Entonces se acercó a Jesús la madre de los hijos de Zebedeo, junto con ellos, y se postró para hacerle una petición. Él le preguntó: "¿Qué deseas?" Ella respondió: "Concédeme que estos dos hijos míos se sienten, uno a tu derecha y el otro a tu izquierda, en tu Reino". Pero Jesús replicó: "No saben ustedes lo que piden. ¿Podrán beber el cáliz que yo he de beber?" Ellos contestaron: "Sí podemos". Y él les dijo: "Beberán mi cáliz; pero eso de sentarse a mi derecha o a mi izquierda no me toca a mí concederlo; es para quien mi Padre lo tiene reservado".
Al oír aquello, los otros diez discípulos se indignaron contra los dos hermanos. Pero Jesús los llamó y les dijo: "Ya saben que los jefes de los pueblos los tiranizan y que los grandes los oprimen. Que no sea así entre ustedes. El que quiera ser grande entre ustedes, que sea el que los sirva, y el que quiera ser primero, que sea su esclavo; así como el Hijo del hombre no ha venido a ser servido, sino a servir y a dar la vida por la redención de todos".
Oración de los Fieles
Con toda la Iglesia, te rogamos, Señor, que tu Espíritu nos sostenga y anime día y noche nuestra misión. Así te pedimos: R/Pon tu palabra en nuestros labios y tu amor en nuestras manos, Señor.
Por la santa Iglesia, para que sepa imitar al Señor, Jesús, y sea una Iglesia que ama y sirve constante y sinceramente, roguemos al Señor.
Por los profetas de hoy, que nos recuerdan que tenemos que vivir según nuestra fe. Para que sepamos escucharlos con respeto y docilidad, ya que es Dios mismo quien nos habla a través de ellos, roguemos al Señor.
Por todos nosotros. Para que, como seguidores del Señor sufriente, y profetas de su resurrección y de su vida, asumamos con coraje nuestra misión, roguemos al Señor.
Oración sobre las Ofrendas
Señor Dios nuestro:
Tu Hijo Jesús se acerca a nosotros y nos pregunta:
“¿Pueden ustedes beber mi copa conmigo?”
Danos valor y fortaleza
para aceptar con Jesús cualquier sufrimiento,
a causa de tu reino,
porque sabemos que el sufrimiento
es la firma de autenticidad
en la vida del verdadero discípulo de Jesús.
Que nuestro sufrimiento nos traiga vida,
a nosotros y a nuestros hermanos.
Y ésta es la mejor ofrenda
que hoy te presentamos,
por medio del mismo Jesucristo nuestro Señor.

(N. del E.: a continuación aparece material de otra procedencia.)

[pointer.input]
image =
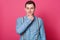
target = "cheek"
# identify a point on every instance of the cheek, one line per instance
(32, 10)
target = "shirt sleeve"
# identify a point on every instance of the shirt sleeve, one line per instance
(21, 27)
(42, 31)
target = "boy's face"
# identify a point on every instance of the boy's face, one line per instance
(29, 9)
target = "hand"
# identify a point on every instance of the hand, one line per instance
(31, 17)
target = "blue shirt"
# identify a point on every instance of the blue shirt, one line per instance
(30, 30)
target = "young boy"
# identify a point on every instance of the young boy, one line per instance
(30, 27)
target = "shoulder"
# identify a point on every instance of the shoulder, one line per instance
(40, 20)
(19, 19)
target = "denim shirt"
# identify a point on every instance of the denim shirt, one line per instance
(30, 30)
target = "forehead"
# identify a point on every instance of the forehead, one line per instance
(29, 5)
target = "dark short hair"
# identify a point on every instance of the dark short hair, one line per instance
(30, 2)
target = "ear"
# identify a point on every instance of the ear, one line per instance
(25, 9)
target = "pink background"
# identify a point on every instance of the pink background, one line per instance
(10, 10)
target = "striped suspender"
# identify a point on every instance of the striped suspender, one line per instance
(23, 34)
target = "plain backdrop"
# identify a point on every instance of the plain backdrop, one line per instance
(48, 10)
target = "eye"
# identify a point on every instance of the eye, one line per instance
(27, 8)
(32, 7)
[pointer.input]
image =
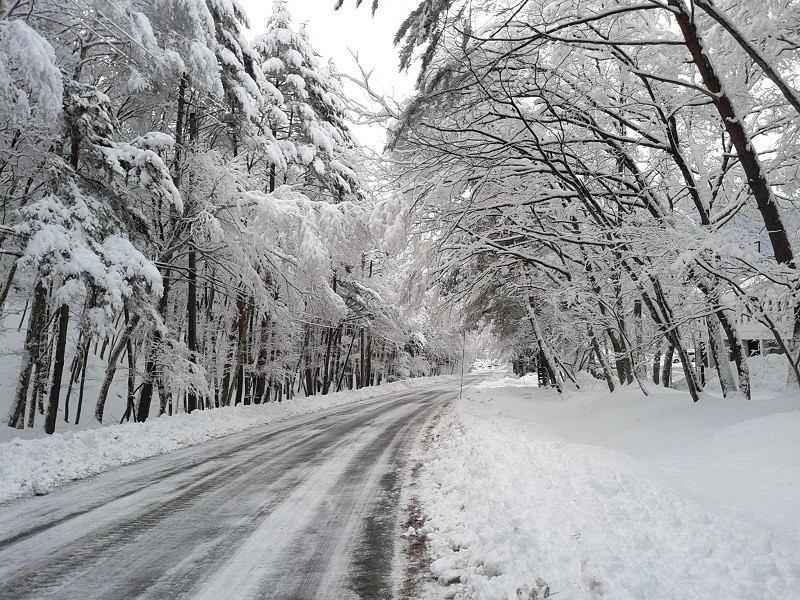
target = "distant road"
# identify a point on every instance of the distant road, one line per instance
(303, 509)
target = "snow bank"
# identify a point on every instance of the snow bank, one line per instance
(529, 380)
(613, 496)
(35, 466)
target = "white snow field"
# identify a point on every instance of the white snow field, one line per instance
(35, 466)
(620, 496)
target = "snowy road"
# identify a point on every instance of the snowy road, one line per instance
(301, 509)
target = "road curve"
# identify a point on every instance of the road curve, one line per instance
(298, 510)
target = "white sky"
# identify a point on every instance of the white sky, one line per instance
(333, 32)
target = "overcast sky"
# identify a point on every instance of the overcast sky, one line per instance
(333, 32)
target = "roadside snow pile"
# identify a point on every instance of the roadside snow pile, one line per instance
(617, 496)
(529, 380)
(36, 466)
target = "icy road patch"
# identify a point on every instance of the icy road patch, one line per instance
(527, 494)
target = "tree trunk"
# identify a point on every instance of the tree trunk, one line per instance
(600, 359)
(58, 370)
(666, 370)
(30, 353)
(191, 334)
(745, 150)
(545, 355)
(151, 362)
(720, 356)
(111, 369)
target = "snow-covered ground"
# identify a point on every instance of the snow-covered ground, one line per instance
(613, 496)
(35, 466)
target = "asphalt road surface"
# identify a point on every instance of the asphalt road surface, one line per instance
(304, 509)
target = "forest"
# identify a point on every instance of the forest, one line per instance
(586, 185)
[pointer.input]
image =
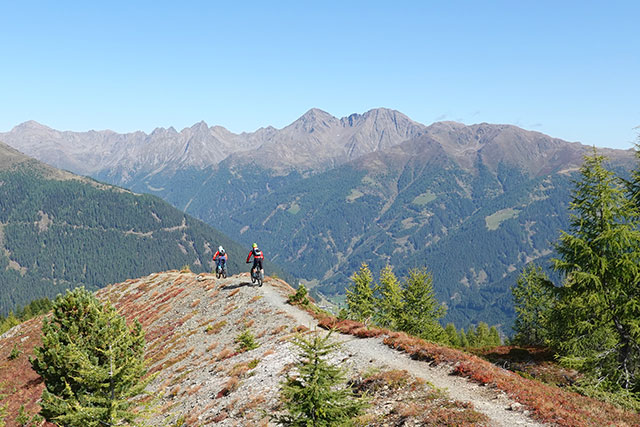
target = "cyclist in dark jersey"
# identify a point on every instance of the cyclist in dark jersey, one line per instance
(258, 257)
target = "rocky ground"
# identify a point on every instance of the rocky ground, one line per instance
(205, 378)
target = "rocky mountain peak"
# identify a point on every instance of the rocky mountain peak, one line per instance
(313, 120)
(30, 125)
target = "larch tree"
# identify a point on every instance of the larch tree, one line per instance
(534, 298)
(598, 312)
(92, 363)
(389, 303)
(421, 310)
(361, 302)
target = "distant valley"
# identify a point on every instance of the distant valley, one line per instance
(472, 203)
(59, 231)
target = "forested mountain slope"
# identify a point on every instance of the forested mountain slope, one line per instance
(473, 204)
(59, 231)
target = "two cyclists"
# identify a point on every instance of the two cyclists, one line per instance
(220, 258)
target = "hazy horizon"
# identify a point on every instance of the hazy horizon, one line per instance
(564, 69)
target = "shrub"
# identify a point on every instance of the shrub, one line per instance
(300, 297)
(246, 341)
(15, 352)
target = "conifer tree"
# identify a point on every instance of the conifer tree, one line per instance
(389, 303)
(599, 304)
(92, 363)
(360, 300)
(452, 334)
(472, 340)
(317, 395)
(482, 334)
(421, 310)
(534, 297)
(464, 341)
(494, 337)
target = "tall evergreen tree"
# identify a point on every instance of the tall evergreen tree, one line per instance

Oración después de la Comunión
Padre de nuestro Señor Jesucristo:
Tu Hijo Jesús emprendió el camino hacia la cruz
sabiendo el sufrimiento que le esperaba,
pero consciente también de que su pasión y muerte
significaría vida y alegría para muchos.
Danos, Señor, un poco de su coraje y valor
para que no seamos ni evasivos ni miedosos en la vida,
sino que hablemos con energía y actuemos con firmeza
cuando se nos pida entrega y servicio
o cuando esté en juego tu reino.
Que tu Hijo permanezca con nosotros
ahora y por los siglos de los siglos.
Bendición
Hermanos: Se nos ha dicho que “el Hijo del Hombre no vino a ser servido, sino a servir”. ¿Cómo seguiremos a nuestro Señor como discípulos que se comprometen a servir? Que él mismo nos dé conciencia y fuerza para ello. Y que la bendición de Dios todopoderoso, Padre, Hijo y Espíritu Santo, descienda sobre nosotros y nos acompañe siempre.